Microvascular damage in the cortex of cat brain from middle cerebral artery occlusion and reperfusion

Abstract

Oxygen-dependent quenching of phosphorescence provides an extraordinarily powerful method for examining the effects of ischemia/hypoxia on the cortex of the brain. Video camera technology has permitted imaging, through a window in the skull, of the phosphorescence of an oxygen probe, Pd meso-tetra-(4-carboxyphenyl)-porphine, bound to albumin in the blood of anesthetized animals.
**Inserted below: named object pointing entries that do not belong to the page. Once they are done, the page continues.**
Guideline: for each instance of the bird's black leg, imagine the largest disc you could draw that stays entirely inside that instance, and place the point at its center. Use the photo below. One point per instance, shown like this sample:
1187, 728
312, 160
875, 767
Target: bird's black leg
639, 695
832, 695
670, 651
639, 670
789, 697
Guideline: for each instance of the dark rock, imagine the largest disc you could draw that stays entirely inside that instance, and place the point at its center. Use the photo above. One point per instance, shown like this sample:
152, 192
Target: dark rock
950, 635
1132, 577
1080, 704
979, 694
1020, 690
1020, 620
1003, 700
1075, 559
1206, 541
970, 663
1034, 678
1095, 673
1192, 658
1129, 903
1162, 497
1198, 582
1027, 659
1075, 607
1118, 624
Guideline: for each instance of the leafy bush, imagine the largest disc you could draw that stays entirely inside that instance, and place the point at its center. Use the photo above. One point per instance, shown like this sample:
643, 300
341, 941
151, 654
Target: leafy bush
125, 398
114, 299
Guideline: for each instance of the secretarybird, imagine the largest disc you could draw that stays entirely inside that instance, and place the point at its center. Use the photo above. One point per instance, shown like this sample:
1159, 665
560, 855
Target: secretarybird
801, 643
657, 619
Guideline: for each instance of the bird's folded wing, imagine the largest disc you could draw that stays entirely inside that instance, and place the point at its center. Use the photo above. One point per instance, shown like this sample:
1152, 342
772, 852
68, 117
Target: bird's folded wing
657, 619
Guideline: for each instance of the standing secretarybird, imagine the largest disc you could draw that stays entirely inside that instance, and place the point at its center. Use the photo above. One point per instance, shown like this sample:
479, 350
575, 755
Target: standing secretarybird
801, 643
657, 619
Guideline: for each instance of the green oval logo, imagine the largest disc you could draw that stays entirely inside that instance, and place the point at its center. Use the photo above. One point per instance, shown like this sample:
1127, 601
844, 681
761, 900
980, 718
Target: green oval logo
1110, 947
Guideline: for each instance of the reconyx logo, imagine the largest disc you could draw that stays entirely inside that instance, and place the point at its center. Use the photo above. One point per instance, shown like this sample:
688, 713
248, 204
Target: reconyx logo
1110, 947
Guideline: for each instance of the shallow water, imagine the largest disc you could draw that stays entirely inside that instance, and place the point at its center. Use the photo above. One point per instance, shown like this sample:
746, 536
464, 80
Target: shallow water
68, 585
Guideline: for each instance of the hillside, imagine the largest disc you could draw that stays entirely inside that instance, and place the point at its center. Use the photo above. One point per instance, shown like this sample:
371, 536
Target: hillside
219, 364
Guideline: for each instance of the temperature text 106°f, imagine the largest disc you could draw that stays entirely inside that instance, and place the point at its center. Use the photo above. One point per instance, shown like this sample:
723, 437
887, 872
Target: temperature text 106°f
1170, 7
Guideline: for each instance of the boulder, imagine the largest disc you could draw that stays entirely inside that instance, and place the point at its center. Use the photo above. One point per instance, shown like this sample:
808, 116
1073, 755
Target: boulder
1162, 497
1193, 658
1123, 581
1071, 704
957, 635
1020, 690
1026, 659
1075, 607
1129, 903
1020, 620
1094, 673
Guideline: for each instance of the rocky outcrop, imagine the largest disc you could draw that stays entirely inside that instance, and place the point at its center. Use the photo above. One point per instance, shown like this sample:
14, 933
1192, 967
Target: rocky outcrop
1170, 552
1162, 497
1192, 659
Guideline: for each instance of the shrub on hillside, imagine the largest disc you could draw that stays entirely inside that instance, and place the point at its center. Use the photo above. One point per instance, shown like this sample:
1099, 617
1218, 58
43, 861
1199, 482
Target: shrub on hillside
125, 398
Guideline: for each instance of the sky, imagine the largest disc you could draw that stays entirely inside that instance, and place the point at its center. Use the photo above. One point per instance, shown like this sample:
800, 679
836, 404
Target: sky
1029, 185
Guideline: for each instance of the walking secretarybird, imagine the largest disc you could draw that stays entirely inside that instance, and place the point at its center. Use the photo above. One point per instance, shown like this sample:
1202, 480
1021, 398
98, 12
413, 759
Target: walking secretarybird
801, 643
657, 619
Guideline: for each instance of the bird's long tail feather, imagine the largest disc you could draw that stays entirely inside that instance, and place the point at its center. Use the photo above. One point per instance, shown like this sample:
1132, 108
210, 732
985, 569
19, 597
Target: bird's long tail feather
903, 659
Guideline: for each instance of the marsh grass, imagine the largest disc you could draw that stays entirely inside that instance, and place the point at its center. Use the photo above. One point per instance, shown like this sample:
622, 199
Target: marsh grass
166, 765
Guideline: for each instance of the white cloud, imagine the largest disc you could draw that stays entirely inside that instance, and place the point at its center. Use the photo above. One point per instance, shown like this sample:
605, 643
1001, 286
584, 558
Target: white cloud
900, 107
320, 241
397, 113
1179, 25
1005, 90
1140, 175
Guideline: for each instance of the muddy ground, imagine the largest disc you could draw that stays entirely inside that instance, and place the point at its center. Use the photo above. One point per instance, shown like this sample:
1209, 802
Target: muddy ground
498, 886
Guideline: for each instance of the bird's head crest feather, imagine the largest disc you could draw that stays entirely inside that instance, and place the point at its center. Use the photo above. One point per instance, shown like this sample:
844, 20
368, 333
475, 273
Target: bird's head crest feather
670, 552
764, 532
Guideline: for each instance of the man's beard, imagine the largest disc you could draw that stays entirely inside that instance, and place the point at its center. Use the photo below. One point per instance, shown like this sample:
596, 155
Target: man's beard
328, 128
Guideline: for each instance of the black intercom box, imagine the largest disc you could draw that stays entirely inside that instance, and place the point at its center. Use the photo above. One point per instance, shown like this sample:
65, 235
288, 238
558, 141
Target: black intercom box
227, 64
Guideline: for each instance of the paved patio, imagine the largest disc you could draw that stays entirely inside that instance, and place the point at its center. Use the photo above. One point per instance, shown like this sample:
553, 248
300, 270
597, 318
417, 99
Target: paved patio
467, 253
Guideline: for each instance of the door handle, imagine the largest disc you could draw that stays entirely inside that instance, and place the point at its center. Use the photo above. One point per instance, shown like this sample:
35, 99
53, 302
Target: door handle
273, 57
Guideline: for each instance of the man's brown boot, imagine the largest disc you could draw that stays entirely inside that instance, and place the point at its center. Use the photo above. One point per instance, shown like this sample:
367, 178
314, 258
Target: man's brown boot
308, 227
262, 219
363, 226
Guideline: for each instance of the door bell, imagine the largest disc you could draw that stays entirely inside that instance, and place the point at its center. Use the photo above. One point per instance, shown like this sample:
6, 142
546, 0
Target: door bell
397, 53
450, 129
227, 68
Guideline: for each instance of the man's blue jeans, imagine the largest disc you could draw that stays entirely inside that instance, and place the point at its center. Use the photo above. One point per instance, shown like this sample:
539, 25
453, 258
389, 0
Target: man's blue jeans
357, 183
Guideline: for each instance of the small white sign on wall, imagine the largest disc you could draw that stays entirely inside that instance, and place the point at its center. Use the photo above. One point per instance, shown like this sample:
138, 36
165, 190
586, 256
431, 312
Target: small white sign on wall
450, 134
Images of the phosphorescence taken at different times after the flash of excitation light were used to generate high-resolution two-dimensional maps of the oxygen pressure. These maps show that cortical oxygenation is spatially heterogeneous and that there is dynamic time-dependent modulation of regional oxygen pressures. When the middle cerebral artery was occluded, the region for which it supplied blood became hypoxic, the severity of the hypoxia varying among animals. Release after 60 min of occlusion resulted in a rapid rise of the oxygen pressure to above-normal levels followed by onset of a delayed period of hypoxia. This period is characterized by generally low tissue oxygen pressures with local regions of more severe hypoxia. The delayed period of hypoxia appears to result from damage to the microvasculature, and this microvascular damage is proposed to be an important determinant of the extent of irreversible brain damage.